For example, I could write something like this in SPSS:

recode variable1 to variable12
(sysmis=9999) (else=copy) into
pj1 pj2 pj3 pj4 ij1 ij2 ij3 ij4 dj1 dj2 dj3 dj4.
Execute.

Now I can save those new variables as a .csv file and read into R using the step above.

Once you have executed step 2, you need to define these annoying 9999s as missing values.
The simplest and straightforward option is to write this short command that converts all these offending values into NA - the R form of missing data.

justice[justice==9999] <- NA

Note the square brackets and double ==. If you want to treat only a selected variable, you could write:

justice$pj1[justice$pj1==9999] <- NA

This tells R that you want only the pj1 variable in the dataframe justice to be treated in this way.

To check that all worked well, type:

summary(justice)

You should see something like this:

If all went well, now your minimum and maximum values are within the bounds of your original data and you have a row of NA's a the bottom of each variable column.

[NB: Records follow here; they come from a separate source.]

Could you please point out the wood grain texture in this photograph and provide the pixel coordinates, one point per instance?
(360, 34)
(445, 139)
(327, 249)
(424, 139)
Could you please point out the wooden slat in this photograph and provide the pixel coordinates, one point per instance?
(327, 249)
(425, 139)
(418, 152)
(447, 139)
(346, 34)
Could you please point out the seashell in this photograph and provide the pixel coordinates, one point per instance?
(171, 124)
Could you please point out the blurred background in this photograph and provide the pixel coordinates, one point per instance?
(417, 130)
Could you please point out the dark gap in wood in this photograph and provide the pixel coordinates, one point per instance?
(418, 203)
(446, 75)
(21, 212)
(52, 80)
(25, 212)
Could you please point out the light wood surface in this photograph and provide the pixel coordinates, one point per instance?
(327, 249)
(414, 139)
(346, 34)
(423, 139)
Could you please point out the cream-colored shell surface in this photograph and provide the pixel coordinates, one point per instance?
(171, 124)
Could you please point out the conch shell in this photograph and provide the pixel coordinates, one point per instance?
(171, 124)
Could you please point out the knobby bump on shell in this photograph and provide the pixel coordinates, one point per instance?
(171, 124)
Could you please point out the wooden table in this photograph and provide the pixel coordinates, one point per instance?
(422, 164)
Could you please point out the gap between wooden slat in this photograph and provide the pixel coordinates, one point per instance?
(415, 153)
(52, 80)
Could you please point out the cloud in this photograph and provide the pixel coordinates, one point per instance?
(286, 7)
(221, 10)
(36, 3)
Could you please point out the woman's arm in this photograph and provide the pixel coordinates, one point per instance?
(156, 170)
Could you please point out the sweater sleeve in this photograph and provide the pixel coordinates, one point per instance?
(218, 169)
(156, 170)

4. Loading the analysis packages

R is a very powerful tool because it is constantly expanding. Researchers from around the world are uploading tools and packages that allow you to run fancy new stats all the time. However, the base installation of R does not include them. So we need to tell R which packages we want to use.
For measurement invariance tests, these three are particularly useful: lavaan (the key one) and semTools (important for the invariance tests).

Write this code to download and install the packages on your machine:

install.packages(c("semTools", "lavaan"))

Make sure you have good internet connectivity and you are not blocked by an institutional firewall. I had some problems recently trying to download R packages when accessing it from a university campus with a strong firewall.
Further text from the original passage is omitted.